Lo cierto es que ahora iban a estar de señores. Pero nada más que nominalmente, porque si bien tomarían una criada para aliviar el peso doméstico, mientras los dineros prestados no volvieran a la caja del Banco y marchara la fábrica con desembarazo, la situación no cambiaría, sino que se hacía más grave, por la pesadumbre del compromiso. Entre proyectos y comentarios, el cuco les anunció las dos de la madrugada. Crescencita se había quedado dormida sobre la máquina, y tal vez soñaba que eran suyos los diamantes de la fidelera...

Por supuesto, la fábrica no se puso así, en un dos por tres. Hubo más idas y venidas,   —73→   y más vueltas y revueltas, que si el asunto anduviera en manos de ministros y fuera cosa de Gobierno; entre los bigotes color de limón, los tres pelos bismarckianos y el lampiño Barbado todo era tirar y aflojar, ajustar este tornillo, meter aquella escarpia y asegurar el contrato de la manera más sólida posible. Luego de cobrado el préstamo, se buscó local, se compraron máquinas y materiales... Entre tanto, forzosamente D. Rufino abandonó la venta callejera; asimismo, cada noche llegaba más derrengado que antes, pero con el ánimo tan entero. ¡Era la fábrica de su fortuna que levantaba, arrimando piedra sobre piedra, abriendo el hondo surco de los cimientos en la tierra hospitalaria, noble hija de su amada España!

Ni a los socios principales ni al comanditario les pareció prudente hacer despilfarros y gastar en lujos lo que acaso necesitaran más tarde para los apurillos, que la nueva industria podía traer; y así, se prescindió de muestras aparatosas, de vidrieras   —74→   y de cortinajes, y se puso un comercio modesto, con mostrador y alhacenas de pino pintado, dos sofás de pana y alguna silla volante; un escaparate estrecho, alumbrado por un solo pico de gas; sobre la puerta un letrero, que decía: A la ciudad de Cádiz, y colgando una manaza roja, de latón.
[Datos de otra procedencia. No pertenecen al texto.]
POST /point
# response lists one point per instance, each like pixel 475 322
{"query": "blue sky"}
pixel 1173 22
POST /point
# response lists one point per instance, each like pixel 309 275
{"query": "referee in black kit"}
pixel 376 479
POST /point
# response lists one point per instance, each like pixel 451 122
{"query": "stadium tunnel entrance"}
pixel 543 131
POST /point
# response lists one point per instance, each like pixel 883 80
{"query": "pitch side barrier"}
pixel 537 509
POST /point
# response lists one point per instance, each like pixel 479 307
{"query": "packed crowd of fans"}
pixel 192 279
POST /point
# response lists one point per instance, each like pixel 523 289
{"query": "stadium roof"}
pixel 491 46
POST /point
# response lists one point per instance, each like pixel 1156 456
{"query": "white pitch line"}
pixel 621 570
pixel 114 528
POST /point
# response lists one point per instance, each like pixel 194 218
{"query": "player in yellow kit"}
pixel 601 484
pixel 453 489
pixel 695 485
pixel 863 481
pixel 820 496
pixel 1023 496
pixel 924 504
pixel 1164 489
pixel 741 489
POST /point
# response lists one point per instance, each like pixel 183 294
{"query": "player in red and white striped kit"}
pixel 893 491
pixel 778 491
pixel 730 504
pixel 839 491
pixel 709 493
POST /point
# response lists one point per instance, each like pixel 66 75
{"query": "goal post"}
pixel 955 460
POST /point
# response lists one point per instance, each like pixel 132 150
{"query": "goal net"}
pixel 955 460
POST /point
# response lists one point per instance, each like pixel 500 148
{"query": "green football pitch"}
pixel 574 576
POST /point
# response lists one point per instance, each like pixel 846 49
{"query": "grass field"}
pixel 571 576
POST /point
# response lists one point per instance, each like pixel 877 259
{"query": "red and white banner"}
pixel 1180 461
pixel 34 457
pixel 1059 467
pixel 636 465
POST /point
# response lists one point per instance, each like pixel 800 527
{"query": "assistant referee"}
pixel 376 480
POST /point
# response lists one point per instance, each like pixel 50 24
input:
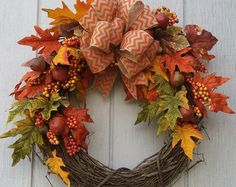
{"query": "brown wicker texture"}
pixel 158 170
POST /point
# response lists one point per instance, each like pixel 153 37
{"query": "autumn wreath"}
pixel 159 64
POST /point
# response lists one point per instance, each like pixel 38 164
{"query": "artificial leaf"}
pixel 63 54
pixel 178 41
pixel 185 134
pixel 163 125
pixel 33 105
pixel 55 165
pixel 201 41
pixel 159 69
pixel 163 86
pixel 46 41
pixel 149 112
pixel 180 60
pixel 170 104
pixel 29 90
pixel 24 145
pixel 172 39
pixel 218 101
pixel 46 106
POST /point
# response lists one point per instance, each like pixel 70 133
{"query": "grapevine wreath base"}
pixel 158 170
pixel 159 64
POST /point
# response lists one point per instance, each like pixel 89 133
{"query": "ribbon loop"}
pixel 101 36
pixel 118 26
pixel 115 33
pixel 135 43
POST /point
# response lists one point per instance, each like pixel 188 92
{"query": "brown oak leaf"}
pixel 46 41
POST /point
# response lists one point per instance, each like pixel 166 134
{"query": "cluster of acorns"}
pixel 165 17
pixel 62 126
pixel 63 76
pixel 193 113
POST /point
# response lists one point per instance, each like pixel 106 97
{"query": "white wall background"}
pixel 116 141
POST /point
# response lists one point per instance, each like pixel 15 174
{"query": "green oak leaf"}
pixel 30 136
pixel 170 105
pixel 32 105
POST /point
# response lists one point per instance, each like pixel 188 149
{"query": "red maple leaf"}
pixel 206 85
pixel 46 41
pixel 181 60
pixel 201 41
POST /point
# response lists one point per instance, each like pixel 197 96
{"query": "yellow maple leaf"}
pixel 65 15
pixel 63 54
pixel 55 163
pixel 185 134
pixel 159 69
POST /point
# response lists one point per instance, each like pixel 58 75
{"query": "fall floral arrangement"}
pixel 159 64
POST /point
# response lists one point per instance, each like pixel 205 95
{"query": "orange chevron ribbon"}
pixel 114 33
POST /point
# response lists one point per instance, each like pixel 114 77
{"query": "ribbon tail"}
pixel 133 84
pixel 105 80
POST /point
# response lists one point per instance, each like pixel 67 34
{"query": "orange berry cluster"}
pixel 72 122
pixel 37 81
pixel 75 68
pixel 173 19
pixel 201 68
pixel 71 146
pixel 171 15
pixel 201 93
pixel 39 121
pixel 198 112
pixel 52 138
pixel 53 87
pixel 74 41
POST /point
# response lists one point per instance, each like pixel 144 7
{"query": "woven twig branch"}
pixel 158 170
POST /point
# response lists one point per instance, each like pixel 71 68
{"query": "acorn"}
pixel 38 64
pixel 57 125
pixel 60 73
pixel 178 79
pixel 43 130
pixel 188 115
pixel 162 20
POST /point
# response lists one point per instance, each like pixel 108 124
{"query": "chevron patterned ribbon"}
pixel 114 33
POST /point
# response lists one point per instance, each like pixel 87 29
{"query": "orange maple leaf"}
pixel 185 134
pixel 159 69
pixel 29 90
pixel 217 102
pixel 181 60
pixel 46 41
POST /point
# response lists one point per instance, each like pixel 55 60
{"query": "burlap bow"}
pixel 115 34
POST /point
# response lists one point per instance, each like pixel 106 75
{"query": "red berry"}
pixel 152 95
pixel 57 125
pixel 38 64
pixel 178 79
pixel 60 73
pixel 162 20
pixel 188 115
La trastienda era espaciosa, y cabían en ella holgadamente hasta cuatro oficialas; luego había tres habitaciones, empapeladas, un patio interior, que daba luz y ventilación a la casa; un sotabanco y azotea, con bonitas pilastras de yeso: lo suficiente para que los Barbados se instalaran a sus anchas, si creían conveniente dejar el caserón de Andillo y trasladarse al local de la fábrica. Estaba situada ésta en la calle de las Artes, en la propia acera de San Nicolás; el barrio gustaba mucho a doña Orosia, y se decidió a mudarse en cuanto las ruedas de la máquina, tan pacienzuda y cuidadosamente montada, echaran a andar.

Mientras llegaba el ansiado momento de verse detrás del mostrador recortando cabritilla,   —75→   en lo que era una verdadera maestra gracias al largo aprendizaje de sus juveniles años... Usted dispense, mi señora doña Orosia, pero forzoso me parece declarar que, según mis noticias, allá por los años del cincuenta y nueve a sesenta y tantos, en una guantería muy conocida de Sevilla... Pero ¡chitón! no enredemos la madeja y sea motivo el alabar de la habilidad de doña Orosia, para incurrir en su enojo, y sigamos diciendo que, mientras aquel ansiado momento llegaba, no se la cocía el pan a la de Barbado, y con el aplomo de su experiencia y la viveza de su deseo ayudaba al marido, calentaba la fría iniciativa de Blümen, y repartía sabios consejos y advertencias, que concluían siempre con aquella reticente y profunda frasecita suya:

-No sea cosa...

El probable cambio de fortuna habíala esponjado mucho, de manera que sin la sobra de almidón que empalidecía sus mejillas, diera mayores muestras de salud rebosante, nunca más decidora, gozosa y ágil.   —76→   Por ser aquella tornadiza y pensar juiciosamente que la carga del préstamo parecía de doble peso y dificultad para sobrellevar que la miseria con tanta resignación soportada, creyeron D. Rufino y su mujer que no debían variar el programa diario de trabajo; y en esto imitaban el buen ejemplo de sus vecinos, los Duseuil, que ahora como antes dejaban oír los ecos de la plancha y el serrucho, y Max vestía la misma blusa, y madama Clémence el mismo delantal, y acaso ahora más que antes aplicaban sus esfuerzos a la faena común.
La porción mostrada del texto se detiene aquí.